For plain-language definitions and numeric thresholds, see the Guide.

Behavioral descriptors

In addition to outcome metrics, SCM-Arena reports two behavioral descriptors that characterize how models behave, independent of whether outcomes are good or bad.

Entropy

A normalized Shannon entropy (0 to 1) measuring how spread out ordering decisions are across supply chain tiers. Low entropy means tiers order similarly (tight coordination). High entropy means orders are dispersed across tiers (fragmented or role-differentiated behavior). Entropy describes the structure of decisions, not their quality.

Complexity

A standardized score (approximately -1 to 1) reflecting how information-intensive a model's decision behavior is, relative to all models in the benchmark. Negative values indicate simpler, more rigid decision patterns than average. Positive values indicate richer, more adaptive behavior that may also be harder to stabilize. Zero is the benchmark median. Complexity captures behavioral richness, not performance.

For scale explanations and intuitive glosses, see the Guide.

Interpretation pitfalls

Several patterns in SCM-Arena results can be misleading if read too quickly.

  • Low entropy does not guarantee low cost. A model can coordinate tightly on the wrong ordering policy. All tiers may order similarly, but if that policy over-orders or under-orders, costs will be high despite strong coordination.
  • Good baseline performance does not predict stress robustness. Some models perform well under full visibility and memory but collapse when either is restricted. Baseline results alone are insufficient for evaluating operational suitability.
  • Averages can hide regime transitions. A model's aggregate cost ratio may look moderate if it performs well under most conditions but catastrophically fails under a few. The condition-level views in the explorer and comparison tool are designed to surface these regime changes.
  • Bullwhip and cost ratio can diverge. A model with high bullwhip may have moderate costs (volatile but offsetting), and a model with low bullwhip may have high costs (stable but consistently wrong). Both metrics are needed.
  • Complexity is relative, not absolute. A model's complexity score depends on the benchmark population. Adding or removing models in future versions could shift the distribution.

Reading the results

SCM-Arena is designed for comparison, not ranking. There is no single best model across all contexts.

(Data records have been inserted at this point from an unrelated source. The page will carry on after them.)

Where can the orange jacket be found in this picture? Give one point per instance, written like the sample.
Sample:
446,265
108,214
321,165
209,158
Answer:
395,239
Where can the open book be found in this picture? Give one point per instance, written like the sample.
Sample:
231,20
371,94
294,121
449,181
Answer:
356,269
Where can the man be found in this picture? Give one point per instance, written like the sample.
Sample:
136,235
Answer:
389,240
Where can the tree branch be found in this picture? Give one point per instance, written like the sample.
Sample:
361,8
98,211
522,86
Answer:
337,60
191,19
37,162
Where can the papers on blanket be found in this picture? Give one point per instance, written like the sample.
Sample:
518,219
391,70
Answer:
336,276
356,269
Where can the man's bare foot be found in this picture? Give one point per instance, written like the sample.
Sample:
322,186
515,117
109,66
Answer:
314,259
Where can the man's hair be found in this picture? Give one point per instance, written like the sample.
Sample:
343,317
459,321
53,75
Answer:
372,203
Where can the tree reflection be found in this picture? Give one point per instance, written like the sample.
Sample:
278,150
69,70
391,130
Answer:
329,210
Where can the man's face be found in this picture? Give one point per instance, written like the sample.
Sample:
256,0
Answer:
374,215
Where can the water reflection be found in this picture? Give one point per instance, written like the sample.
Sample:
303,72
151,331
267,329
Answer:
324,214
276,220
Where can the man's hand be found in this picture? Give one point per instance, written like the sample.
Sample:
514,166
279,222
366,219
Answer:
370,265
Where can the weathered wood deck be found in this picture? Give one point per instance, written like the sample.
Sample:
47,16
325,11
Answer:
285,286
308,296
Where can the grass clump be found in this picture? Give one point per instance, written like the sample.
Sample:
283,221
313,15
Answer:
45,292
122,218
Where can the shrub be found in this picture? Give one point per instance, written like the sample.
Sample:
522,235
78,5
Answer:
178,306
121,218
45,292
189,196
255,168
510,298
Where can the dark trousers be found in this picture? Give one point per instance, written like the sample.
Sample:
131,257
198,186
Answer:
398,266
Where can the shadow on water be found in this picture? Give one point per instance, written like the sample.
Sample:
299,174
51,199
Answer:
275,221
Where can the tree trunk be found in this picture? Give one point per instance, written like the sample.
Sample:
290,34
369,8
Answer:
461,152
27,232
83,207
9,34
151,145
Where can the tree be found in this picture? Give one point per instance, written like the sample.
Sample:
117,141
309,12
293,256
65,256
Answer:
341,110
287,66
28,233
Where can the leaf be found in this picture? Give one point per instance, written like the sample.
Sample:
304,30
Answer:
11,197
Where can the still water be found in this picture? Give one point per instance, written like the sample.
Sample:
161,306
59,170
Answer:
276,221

The benchmark supports three modes of exploration:

  • Explore models: browse all models, filter by family or constraint, toggle between baseline and stress-tested views.
  • Compare models: select 2-4 models and see side-by-side sensitivity plots for visibility and memory degradation.
  • Model detail pages: drill into a single model's profile, degradation curves, and condition-level data.

Sorting and filtering are provided to support exploration. Comparisons are diagnostic, not a winner-take-all ranking.

Reproducibility

SCM-Arena v1 is frozen and fully reproducible.

All seeds (global, bootstrap, t-SNE), configuration hashes, and run artifacts are versioned. The website consumes pre-computed static JSON from the analysis pipeline and does not recompute any metrics at runtime.

Exact definitions, implementation choices, and run artifacts are documented in the technical release files associated with this version. These materials are intentionally separated from the UI to keep the focus here on interpretation rather than configuration.

If you use SCM-Arena in your work, a citation reference will be provided with the public release.